Time: 120 mins.
Genre: History/Action/Drama/World War II
Won Academy Award for Best Sound Editing. Nomination for Best Sound.
Despite the stereotype, I, unlike most women, go to the movies, on occassion, to see things get blown up. I'm also equally intrigued by World War II, probably because I didn't live through it, so U-571 seemed to be the perfect movie for me. Lots of explosions, a covert mission to stop pure evil, what could be better? Well, this movie for starters. The plot can be described in a sentence. It runs as deep as a wading pool. The only reason it works at all is because of the idea's inherent danger.
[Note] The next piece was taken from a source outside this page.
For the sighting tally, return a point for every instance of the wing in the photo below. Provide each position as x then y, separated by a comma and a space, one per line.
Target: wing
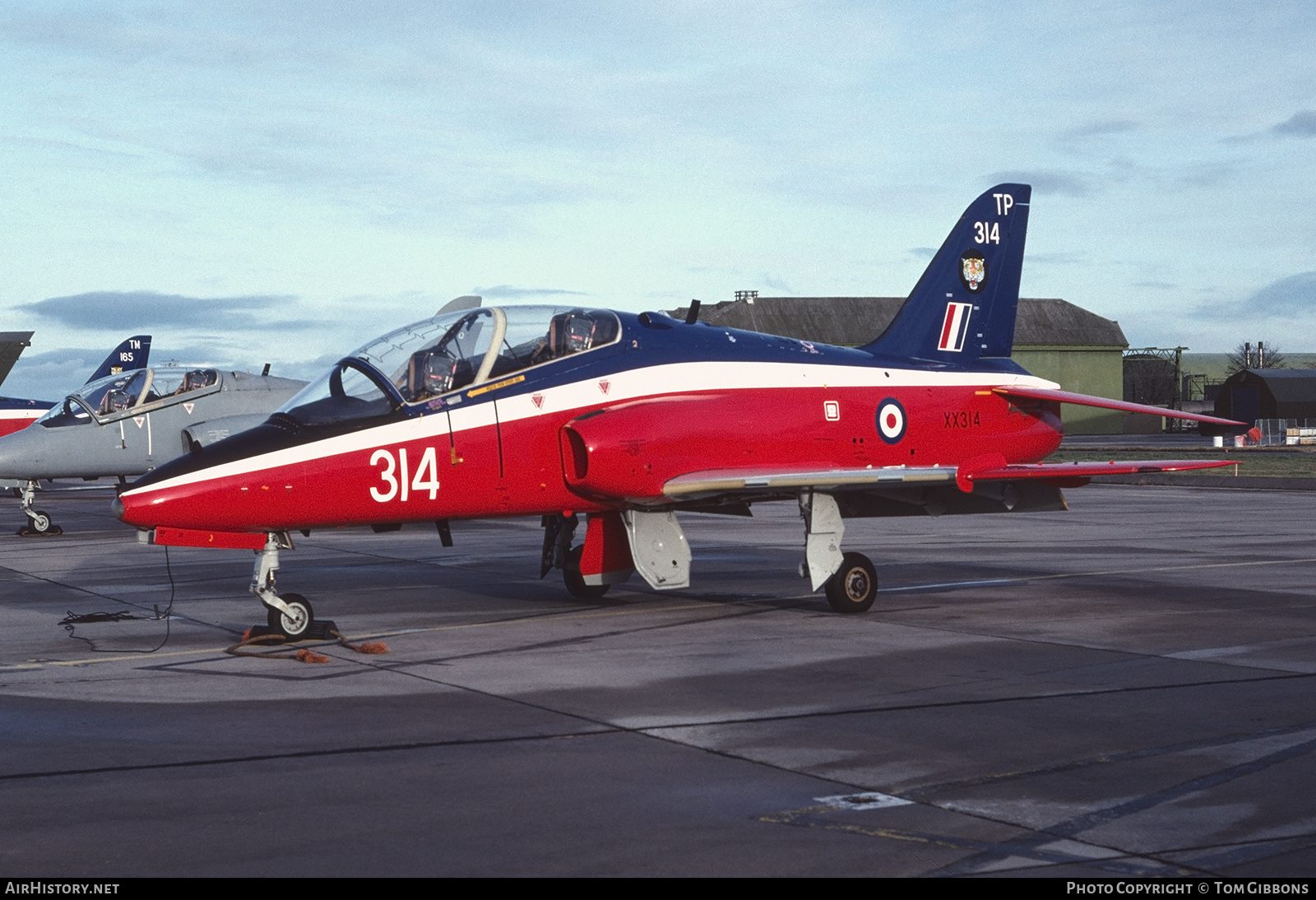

US Navy seaman capture a German U-Boat to steal an Enigma machine which will allow the Allies to finally break the German secret code and gain the upper hand in the war on the water. The enigma machine, which looks like a typewriter, is treated like the Holy Grail, and in a way it was, but it still doesn't seem worth all the bloodshed. However, trap your heroes on a rickety submarine in enemy waters and you've got tension. Of course, submarines give most people the creeps, due to the many things that could go wrong and kill you. Especially drowning. Not the best way to go.
That fact keeps you on the edge of your seat. You know they're going to make it at least some of them but it doesn't matter. Just the idea of them potentially drowning is enough to keep you praying the ship holds together. You pray for this more for your own peace of mind then out of concern for any of the characters, because they never really make any of them real. They're all so interchangable you don't feel much of anything when they die. Believe me, I cry at commercials and this film didn't even elicite a sniffle out of me. The only people who stand out are McConaughey because he's the star, Keitel because he's old, Carson because he's black and Palladino because he's annoying. Everyone else, just kind of blends together. Not a good thing when we're supposed to care whether they live or die. Paxton and Bon Jovi, two of the name stars in the film, have such tiny parts the only reason they got top billing is because of their agents. Hell, if you blink, you'll miss Bon Jovi, which may be a good thing as far as some people are concerned, but I can't see why he bothered to show up for work. He was supposed to be McConaughey's best buddy, but you'd never know it because you don't learn anything about anybody. They don't even bother to stereotype them, which is usually the bargain basement of character development.